Гулька ела кашу?! И как ела! Это было удивительно. Семён Семёныч потянул носом, и ему вдруг ужасно захотелось этой каши, и поскорее.
– Тётя Наталья, а что это за каша? – спросил он, работая ложкой. – А папа где?
– Каша гречневая, с салом и луком жареным, – ответила тётя Наталья. – А папа твой с Егором на реке, лодку снаряжают. Закончат уже скоро, и пойдёте по речке до озера.

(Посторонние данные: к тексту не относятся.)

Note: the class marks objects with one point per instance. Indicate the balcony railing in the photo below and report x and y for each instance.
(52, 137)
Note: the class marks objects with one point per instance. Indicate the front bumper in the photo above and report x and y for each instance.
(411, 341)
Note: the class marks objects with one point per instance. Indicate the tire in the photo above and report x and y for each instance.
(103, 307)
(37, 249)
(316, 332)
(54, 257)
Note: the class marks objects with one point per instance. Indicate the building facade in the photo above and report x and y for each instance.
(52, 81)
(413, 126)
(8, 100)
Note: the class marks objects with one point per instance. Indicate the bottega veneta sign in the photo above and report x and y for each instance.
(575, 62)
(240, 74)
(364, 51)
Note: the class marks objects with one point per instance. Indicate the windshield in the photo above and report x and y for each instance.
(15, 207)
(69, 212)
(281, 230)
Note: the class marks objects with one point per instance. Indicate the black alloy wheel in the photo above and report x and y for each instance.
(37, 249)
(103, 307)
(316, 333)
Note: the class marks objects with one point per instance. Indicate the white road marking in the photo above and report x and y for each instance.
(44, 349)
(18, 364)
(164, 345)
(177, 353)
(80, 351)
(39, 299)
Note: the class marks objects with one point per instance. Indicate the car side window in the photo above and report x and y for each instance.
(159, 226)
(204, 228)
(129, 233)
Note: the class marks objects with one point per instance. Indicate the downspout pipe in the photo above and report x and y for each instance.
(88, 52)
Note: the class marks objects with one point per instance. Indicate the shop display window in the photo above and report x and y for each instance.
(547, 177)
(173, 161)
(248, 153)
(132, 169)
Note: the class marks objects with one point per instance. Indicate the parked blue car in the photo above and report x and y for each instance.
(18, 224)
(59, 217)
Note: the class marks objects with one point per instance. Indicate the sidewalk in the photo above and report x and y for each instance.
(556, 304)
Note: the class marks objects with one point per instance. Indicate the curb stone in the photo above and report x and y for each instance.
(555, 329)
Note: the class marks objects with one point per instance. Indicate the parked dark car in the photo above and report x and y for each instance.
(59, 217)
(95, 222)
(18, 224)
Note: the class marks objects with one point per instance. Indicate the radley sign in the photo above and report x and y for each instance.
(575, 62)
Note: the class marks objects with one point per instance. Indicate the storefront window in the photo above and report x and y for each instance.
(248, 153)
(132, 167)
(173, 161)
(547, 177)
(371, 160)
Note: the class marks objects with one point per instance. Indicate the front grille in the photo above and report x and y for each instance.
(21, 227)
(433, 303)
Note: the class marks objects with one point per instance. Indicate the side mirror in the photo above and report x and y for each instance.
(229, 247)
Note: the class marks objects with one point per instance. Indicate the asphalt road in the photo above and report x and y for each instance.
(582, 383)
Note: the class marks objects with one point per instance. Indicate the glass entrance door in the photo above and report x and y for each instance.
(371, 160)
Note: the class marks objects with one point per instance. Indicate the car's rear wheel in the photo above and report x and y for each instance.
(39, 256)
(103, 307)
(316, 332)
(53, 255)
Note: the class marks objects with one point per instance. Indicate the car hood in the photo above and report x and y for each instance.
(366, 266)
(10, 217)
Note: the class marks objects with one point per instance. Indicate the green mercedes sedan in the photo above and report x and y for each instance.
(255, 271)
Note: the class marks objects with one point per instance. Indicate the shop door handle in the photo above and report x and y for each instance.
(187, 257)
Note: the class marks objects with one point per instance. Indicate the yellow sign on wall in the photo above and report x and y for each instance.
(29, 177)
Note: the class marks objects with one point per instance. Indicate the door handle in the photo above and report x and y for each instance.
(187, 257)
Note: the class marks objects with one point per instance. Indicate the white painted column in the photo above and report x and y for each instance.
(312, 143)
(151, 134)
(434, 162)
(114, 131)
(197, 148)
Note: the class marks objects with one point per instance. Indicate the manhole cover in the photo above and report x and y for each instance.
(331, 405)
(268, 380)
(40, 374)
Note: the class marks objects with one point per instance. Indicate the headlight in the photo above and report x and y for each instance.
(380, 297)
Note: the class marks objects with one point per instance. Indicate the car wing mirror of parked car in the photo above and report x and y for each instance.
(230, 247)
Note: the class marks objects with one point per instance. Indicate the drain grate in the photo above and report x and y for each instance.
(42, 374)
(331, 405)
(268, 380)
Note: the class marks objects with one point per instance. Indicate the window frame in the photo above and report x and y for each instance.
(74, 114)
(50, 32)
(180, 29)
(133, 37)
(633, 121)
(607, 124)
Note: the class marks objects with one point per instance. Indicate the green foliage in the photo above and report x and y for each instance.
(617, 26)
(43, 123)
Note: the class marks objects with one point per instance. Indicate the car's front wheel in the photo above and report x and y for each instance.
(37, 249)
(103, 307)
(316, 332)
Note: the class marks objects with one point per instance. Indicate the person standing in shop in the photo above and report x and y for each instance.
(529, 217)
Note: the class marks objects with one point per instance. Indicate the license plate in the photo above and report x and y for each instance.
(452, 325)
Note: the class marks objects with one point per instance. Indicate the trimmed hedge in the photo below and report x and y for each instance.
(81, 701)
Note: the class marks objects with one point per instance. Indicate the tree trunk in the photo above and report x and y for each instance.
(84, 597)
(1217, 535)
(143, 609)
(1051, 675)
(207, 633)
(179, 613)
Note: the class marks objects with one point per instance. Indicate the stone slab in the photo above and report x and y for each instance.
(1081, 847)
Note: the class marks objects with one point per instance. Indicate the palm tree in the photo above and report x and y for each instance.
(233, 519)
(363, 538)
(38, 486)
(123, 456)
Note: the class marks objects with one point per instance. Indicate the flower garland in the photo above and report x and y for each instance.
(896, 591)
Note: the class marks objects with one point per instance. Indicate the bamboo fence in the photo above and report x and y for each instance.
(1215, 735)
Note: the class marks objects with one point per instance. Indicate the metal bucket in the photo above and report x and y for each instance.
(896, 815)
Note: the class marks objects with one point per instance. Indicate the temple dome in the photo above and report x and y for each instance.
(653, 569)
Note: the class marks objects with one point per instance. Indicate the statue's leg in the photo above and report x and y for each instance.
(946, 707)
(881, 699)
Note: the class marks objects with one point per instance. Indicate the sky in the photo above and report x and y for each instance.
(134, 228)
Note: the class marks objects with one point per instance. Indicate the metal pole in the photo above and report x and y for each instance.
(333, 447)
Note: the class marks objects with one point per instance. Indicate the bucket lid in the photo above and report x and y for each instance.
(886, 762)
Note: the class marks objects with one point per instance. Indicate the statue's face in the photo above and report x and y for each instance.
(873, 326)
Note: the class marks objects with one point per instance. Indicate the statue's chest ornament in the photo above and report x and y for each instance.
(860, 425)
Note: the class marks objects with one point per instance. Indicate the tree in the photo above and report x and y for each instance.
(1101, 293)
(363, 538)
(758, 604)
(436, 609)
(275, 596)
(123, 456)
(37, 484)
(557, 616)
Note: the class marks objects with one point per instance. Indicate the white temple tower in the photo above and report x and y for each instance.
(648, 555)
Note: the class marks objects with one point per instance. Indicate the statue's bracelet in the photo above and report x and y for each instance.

Там и встанете. А машина ваша у нас во дворе вас дожидаться останется.
– Ух ты! А лодка какая? Байдарка?
– Нет, надувная, резиновая. Байдарка хороша для путешествий. Она узкая, длинная, быстрая. Но валкая. В ней только сидеть и грести. А на озере лучше надувная: она широкая, устойчивая, свободная, в ней и встать можно, и пересесть легко. Такая не опрокинется.
– А до озера долго плыть?
– Недолго. Лодка эта с мотором, быстро дойдёте, и двух часов не будет.
– А можно я побегу посмотрю? Где река?
– И я с тобой, – пискнула Гулька.
– А ни к чему. Ещё наглядишься. Они уже скоро назад будут. Вы с сестрой пока по двору походите, поглядите, как всё устроено, с обитателями познакомьтесь, а я тут приберу.